One would obviously expect Hadoop to dominate the discussions at the recent Strata & Hadoop World conference in San Jose, CA. But much of the buzz this year was around Apache Spark, and how Spark might fit into the data management strategies of many organizations.
Arno Candel, chief architect at H20.ai,shared his observations with Information Management on what conference attendees were most interested in, and how those needs are influencing his company’s go-to-market strategies.
Information Management: What are the most common themes that you heard among conference attendees and how do those themes align with what you expected?
Arno Candel: Many of the people I spoke with were interested in how Spark can, or would, fit into their overall data management and analytics strategy. While we at H2O.ai have been seeing increasing interest in Spark, which was one of the reasons that we built out Sparkling Water, our Spark API, I’ve always thought of Strata as a Hadoop conference – it is after all merged with Hadoop World.
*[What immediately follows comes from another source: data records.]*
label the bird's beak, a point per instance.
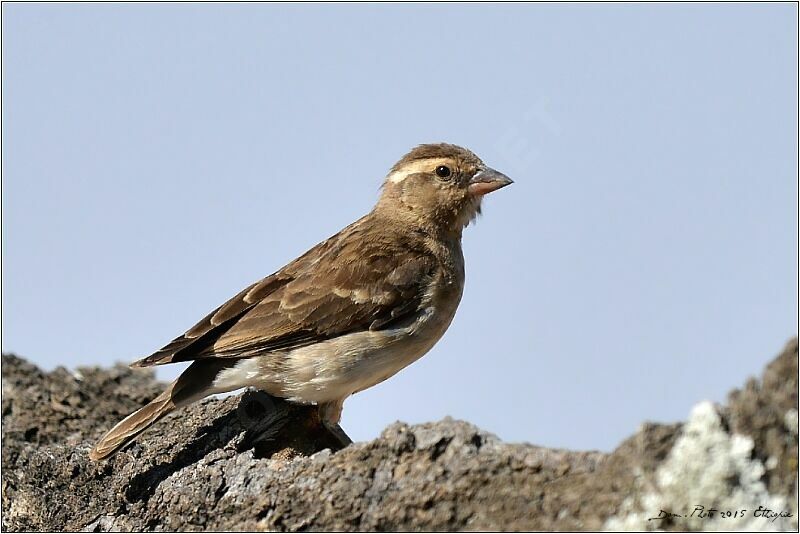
(487, 180)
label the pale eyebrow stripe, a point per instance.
(417, 166)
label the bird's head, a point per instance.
(441, 185)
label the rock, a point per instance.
(252, 462)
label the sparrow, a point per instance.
(346, 315)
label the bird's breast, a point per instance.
(336, 368)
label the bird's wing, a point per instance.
(357, 280)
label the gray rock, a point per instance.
(251, 462)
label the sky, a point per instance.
(158, 158)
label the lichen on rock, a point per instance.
(251, 462)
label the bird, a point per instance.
(348, 314)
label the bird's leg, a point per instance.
(330, 413)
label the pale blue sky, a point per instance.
(159, 158)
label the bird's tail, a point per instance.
(133, 425)
(195, 383)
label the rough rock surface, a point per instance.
(254, 463)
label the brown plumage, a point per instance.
(347, 314)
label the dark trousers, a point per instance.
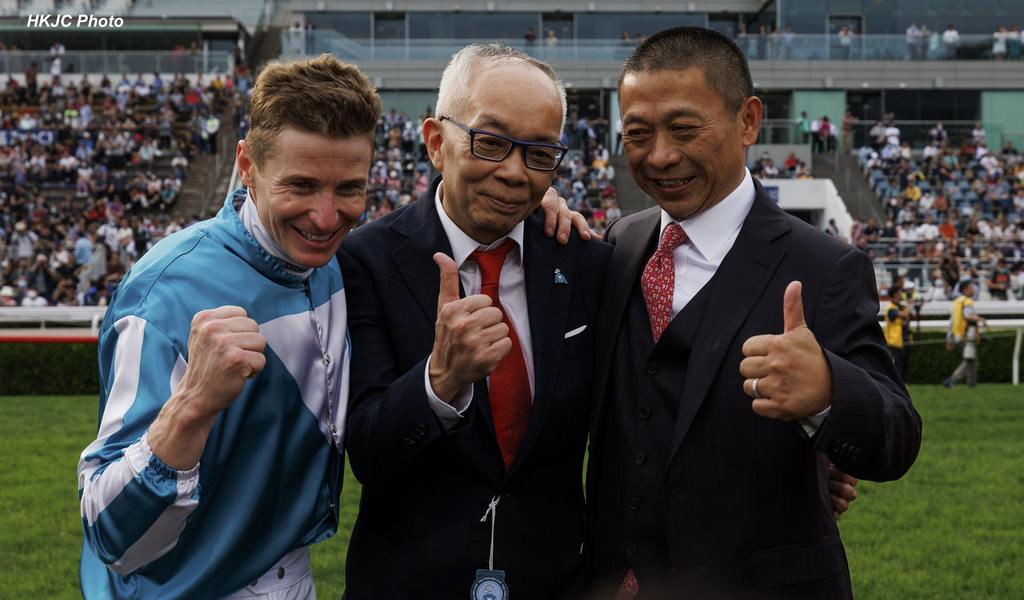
(901, 359)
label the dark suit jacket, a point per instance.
(749, 512)
(419, 532)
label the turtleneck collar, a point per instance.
(250, 219)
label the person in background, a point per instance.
(224, 363)
(897, 322)
(965, 334)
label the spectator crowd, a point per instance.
(401, 171)
(953, 211)
(90, 174)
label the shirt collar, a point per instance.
(462, 244)
(250, 218)
(710, 230)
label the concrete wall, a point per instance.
(1003, 113)
(813, 195)
(798, 75)
(530, 5)
(779, 153)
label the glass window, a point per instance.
(471, 26)
(727, 25)
(776, 104)
(611, 26)
(389, 26)
(351, 25)
(559, 23)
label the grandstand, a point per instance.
(111, 140)
(856, 65)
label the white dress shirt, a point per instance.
(511, 291)
(710, 237)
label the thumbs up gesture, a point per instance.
(786, 375)
(470, 337)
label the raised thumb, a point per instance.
(450, 280)
(793, 307)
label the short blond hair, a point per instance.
(317, 95)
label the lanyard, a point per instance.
(493, 511)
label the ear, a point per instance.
(750, 118)
(433, 135)
(247, 168)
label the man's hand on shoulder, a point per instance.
(558, 218)
(470, 336)
(225, 349)
(786, 375)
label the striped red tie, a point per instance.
(658, 280)
(510, 393)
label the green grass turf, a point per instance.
(952, 528)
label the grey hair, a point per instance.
(453, 92)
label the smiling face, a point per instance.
(685, 148)
(309, 193)
(485, 199)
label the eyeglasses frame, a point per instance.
(521, 143)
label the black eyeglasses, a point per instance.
(495, 147)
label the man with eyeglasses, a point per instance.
(474, 337)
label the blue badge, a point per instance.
(489, 585)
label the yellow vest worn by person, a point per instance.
(958, 324)
(893, 328)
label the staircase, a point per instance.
(631, 198)
(206, 183)
(850, 182)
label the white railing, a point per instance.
(993, 324)
(54, 315)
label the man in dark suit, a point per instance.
(695, 490)
(476, 403)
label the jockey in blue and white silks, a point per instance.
(269, 477)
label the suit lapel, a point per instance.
(548, 306)
(628, 258)
(414, 259)
(738, 285)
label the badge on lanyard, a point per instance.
(489, 584)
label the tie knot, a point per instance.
(672, 238)
(491, 261)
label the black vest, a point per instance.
(646, 385)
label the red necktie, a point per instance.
(510, 394)
(658, 280)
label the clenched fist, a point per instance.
(470, 337)
(225, 348)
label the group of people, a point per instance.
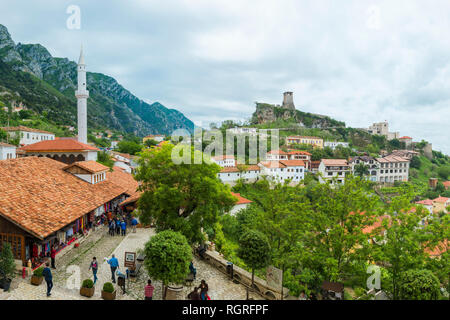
(200, 292)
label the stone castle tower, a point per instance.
(82, 94)
(288, 100)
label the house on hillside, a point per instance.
(333, 168)
(45, 203)
(28, 135)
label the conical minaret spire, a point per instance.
(82, 94)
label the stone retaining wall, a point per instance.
(245, 277)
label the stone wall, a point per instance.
(244, 277)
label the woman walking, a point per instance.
(203, 290)
(94, 267)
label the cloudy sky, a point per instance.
(356, 61)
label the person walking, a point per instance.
(53, 256)
(114, 263)
(117, 226)
(149, 290)
(94, 267)
(123, 226)
(193, 269)
(203, 290)
(194, 295)
(112, 227)
(134, 224)
(47, 273)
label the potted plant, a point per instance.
(37, 277)
(87, 288)
(7, 267)
(108, 292)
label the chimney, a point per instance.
(288, 100)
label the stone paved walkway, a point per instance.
(102, 245)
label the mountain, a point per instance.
(267, 113)
(30, 75)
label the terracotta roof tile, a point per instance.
(58, 145)
(40, 197)
(23, 128)
(91, 166)
(241, 199)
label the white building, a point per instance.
(28, 135)
(249, 131)
(371, 163)
(333, 168)
(283, 170)
(7, 151)
(393, 168)
(334, 144)
(249, 173)
(225, 160)
(66, 150)
(82, 95)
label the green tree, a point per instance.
(415, 162)
(130, 147)
(401, 241)
(419, 285)
(7, 264)
(104, 158)
(167, 258)
(361, 170)
(150, 143)
(183, 197)
(254, 250)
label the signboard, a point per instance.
(274, 277)
(130, 260)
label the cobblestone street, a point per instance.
(101, 245)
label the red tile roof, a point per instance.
(123, 179)
(426, 202)
(229, 169)
(441, 199)
(241, 199)
(2, 144)
(23, 128)
(91, 166)
(62, 145)
(335, 162)
(40, 197)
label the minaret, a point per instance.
(82, 94)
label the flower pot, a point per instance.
(35, 280)
(5, 283)
(108, 295)
(87, 292)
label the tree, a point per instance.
(7, 264)
(401, 241)
(361, 170)
(183, 197)
(130, 147)
(254, 250)
(419, 285)
(415, 162)
(104, 158)
(167, 258)
(150, 143)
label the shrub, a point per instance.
(87, 283)
(108, 287)
(38, 272)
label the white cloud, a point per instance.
(359, 61)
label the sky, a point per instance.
(356, 61)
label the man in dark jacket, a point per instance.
(47, 273)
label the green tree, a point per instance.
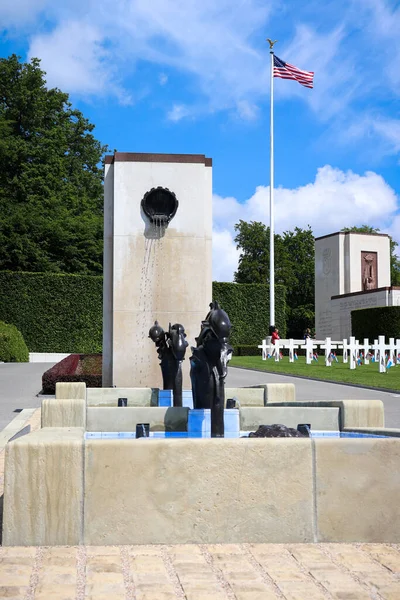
(51, 193)
(294, 268)
(394, 259)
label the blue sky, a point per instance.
(188, 76)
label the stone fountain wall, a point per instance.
(150, 271)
It’s now clear that data storage is essentially a solved problem, while in-memory analytics and machine learning are driving most of the ongoing work in the field. We see ourselves as very much aligned with this trend.
IM: What are the most common data challenges that attendees are facing?
AC: Turning data into actionable insights has been, and remains, a key challenge for many organizations. Everyone has been told that they need to store more and more information in data stores like Hadoop, but there is often a lack of a plan for the “day after.” What do organizations do once they’ve stored all their data in a data lake? They realize that they need some kind of analytics strategy, but aren’t sure exactly what that should look like.
In addition, there is a huge problem with regards to data cleansing; much of the data that organizations have stored is messy, has missing variables, etc. and organizations need to find a way to deal with that.